Early versions of this approach go back nearly 50 years, to the first phase of artificial intelligence research. And incremental progress has been made—notably as tracked for the past 20 years in the annual TREC (Text Retrieval Conference) question answering competition. IBM’s Jeopardy system is very much in this tradition—though with more sophisticated systems engineering, and with special features aimed at the particular (complex) task of competing on Jeopardy.
Wolfram|Alpha is a completely different kind of thing—something much more radical, based on a quite different paradigm. The key point is that Wolfram|Alpha is not dealing with documents, or anything derived from them. Instead, it is dealing directly with raw, precise, computable knowledge. And what’s inside it is not statistical representations of text, but actual representations of knowledge.

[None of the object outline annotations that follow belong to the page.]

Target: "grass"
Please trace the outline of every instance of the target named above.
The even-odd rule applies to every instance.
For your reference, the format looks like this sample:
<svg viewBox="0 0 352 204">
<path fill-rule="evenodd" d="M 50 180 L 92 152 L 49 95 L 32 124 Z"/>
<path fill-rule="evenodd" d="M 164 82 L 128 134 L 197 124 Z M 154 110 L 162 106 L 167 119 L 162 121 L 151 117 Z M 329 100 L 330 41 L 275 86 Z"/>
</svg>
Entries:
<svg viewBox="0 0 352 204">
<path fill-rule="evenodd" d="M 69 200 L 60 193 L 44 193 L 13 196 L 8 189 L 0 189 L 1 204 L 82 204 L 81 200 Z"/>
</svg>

The first blush answer would be: NO.
The linguistics are simply not there yet.
However, if Jeopardy questions were more “computational” vs. linguistic and fact retrivial the answer might be: YES.
Wolfram|Alpha has the raw power to do it, but it lacks the data and linguistic system to do it.
IBM was clever to combine the history of Jeopardy questions with tons of documents. It’s similar, but not the same as, common sense engine from Cyc. It’s not fully computational knowledge. It’s semantic. It’s cleverness comes from the depth of the question training set and the document training set.
It would breakdown quickly if it were seeing questions about facts that had never been printed in a document before. An example would be “How far away will the moon be tomorrow?”
Wolfram|Alpha can answer that! Now, what’s challenging is that there is a much bigger universe of questions that have never been asked than those that have! So Wolfram|Alpha already has far more knowledge. However, its linguistics are not strong enough to clearly demonstrate that AND it will probably never catch up! Because Wolfram|Alpha can answer questions that have never been asked so people will always ask it questions that will trip it up… they will always push the linguistics.
In the end, a combination of Watson, Wolfram|Alpha and Cyc could be very fun indeed!
Perhaps we should hack that up?